Un interesse importante per l’utilizzo dell’intelligenza artificiale riguarda l’area marketing e vendite verso i clienti, con circa il 45% delle risposte. Un altro ambito dove risulta essere molto applicata è quello legale, con oltre il 50% di interesse. Tale interesse risulta giustificato dal fatto che il settore legale è estremamente orientato alla gestione dei documenti, in termini di analisi di grosse moli documentali e produzione di documenti. Questi processi, al giorno d’oggi, possono essere del tutto o in parte automatizzati tramite l’AI.

Anche in ambito Information Tecnology (IT) ed Environmental, Social & Governance (ESG) la copertura è buona, con circa il 45% di use case ia utilizzati in entrambi i contesti, poiché oggi l’AI può supportare la funzione IT sia per quanto riguarda i tool di scrittura di codice sia per la gestione dell’infrastruttura e la sicurezza informatica, mentre nell’ESG può aiutare ad avere sistemi che permettano di migliorare gli aspetti correlati e il monitoraggio, evidenziando come sia importante il tema all’interno delle organizzazioni.

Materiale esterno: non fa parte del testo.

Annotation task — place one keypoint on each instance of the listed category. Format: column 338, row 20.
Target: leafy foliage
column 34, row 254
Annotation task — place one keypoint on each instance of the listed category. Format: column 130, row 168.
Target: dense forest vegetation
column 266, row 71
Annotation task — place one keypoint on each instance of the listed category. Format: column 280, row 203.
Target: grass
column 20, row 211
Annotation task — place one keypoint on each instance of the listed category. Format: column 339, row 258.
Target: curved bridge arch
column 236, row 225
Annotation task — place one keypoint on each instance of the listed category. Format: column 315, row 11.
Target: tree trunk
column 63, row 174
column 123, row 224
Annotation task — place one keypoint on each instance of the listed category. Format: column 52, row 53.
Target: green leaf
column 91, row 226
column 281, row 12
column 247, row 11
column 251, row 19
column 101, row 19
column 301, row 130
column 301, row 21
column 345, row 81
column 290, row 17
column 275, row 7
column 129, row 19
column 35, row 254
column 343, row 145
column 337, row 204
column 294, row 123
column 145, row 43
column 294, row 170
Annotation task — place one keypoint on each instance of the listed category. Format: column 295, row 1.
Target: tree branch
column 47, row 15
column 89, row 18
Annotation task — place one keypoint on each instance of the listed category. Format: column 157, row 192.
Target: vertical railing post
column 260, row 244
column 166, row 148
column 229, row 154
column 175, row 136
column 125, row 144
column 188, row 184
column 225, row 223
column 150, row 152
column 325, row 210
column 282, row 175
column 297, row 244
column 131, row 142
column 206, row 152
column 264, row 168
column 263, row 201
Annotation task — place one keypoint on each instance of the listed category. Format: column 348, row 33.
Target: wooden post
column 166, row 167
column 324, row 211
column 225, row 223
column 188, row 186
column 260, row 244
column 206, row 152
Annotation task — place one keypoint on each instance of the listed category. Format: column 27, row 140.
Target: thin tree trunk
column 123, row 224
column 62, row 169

La preoccupazione per il quadro normativo

L’intelligenza artificiale, e in particolare l’AI generativa, richiede alle organizzazioni di essere costantemente aggiornate sulle normative applicabili e di stabilire linee guida e principi chiari per facilitarne lo sviluppo, l’utilizzo e l’implementazione. Tuttavia, il 13% delle aziende che hanno partecipato allo studio ha evidenziato l’instabilità del quadro normativo come uno dei principali ostacoli all’adozione dell’AI e circa il 60% delle aziende intervistate ancora non ha una corretta conoscenza del contesto normativo.

L’attuale quadro normativo, con l’iniziativa pioneristica dell’AI Act, è ancora agli inizi ed è limitato sia geograficamente che per quanto riguarda la portata. Inoltre, l’AI responsabile non è solo un compito del legislatore e delle istituzioni, né solo delle imprese. Realizzare un’AI etica, responsabile e sostenibile è un compito collettivo, una responsabilità comune che richiede un’alleanza tra tessuto produttivo, mondo accademico, società civile e istituzioni pubbliche.

Nei prossimi anni, si prevede che le iniziative di AI saranno protagoniste nel promuovere la trasformazione tecnologica nelle aziende e nelle amministrazioni. Bisogna accelerare il grado di adozione dell’intelligenza artificiale nelle nostre aziende, che oggi rappresenta un vantaggio competitivo ma domani sarà una necessità per rimanere competitivi sul mercato.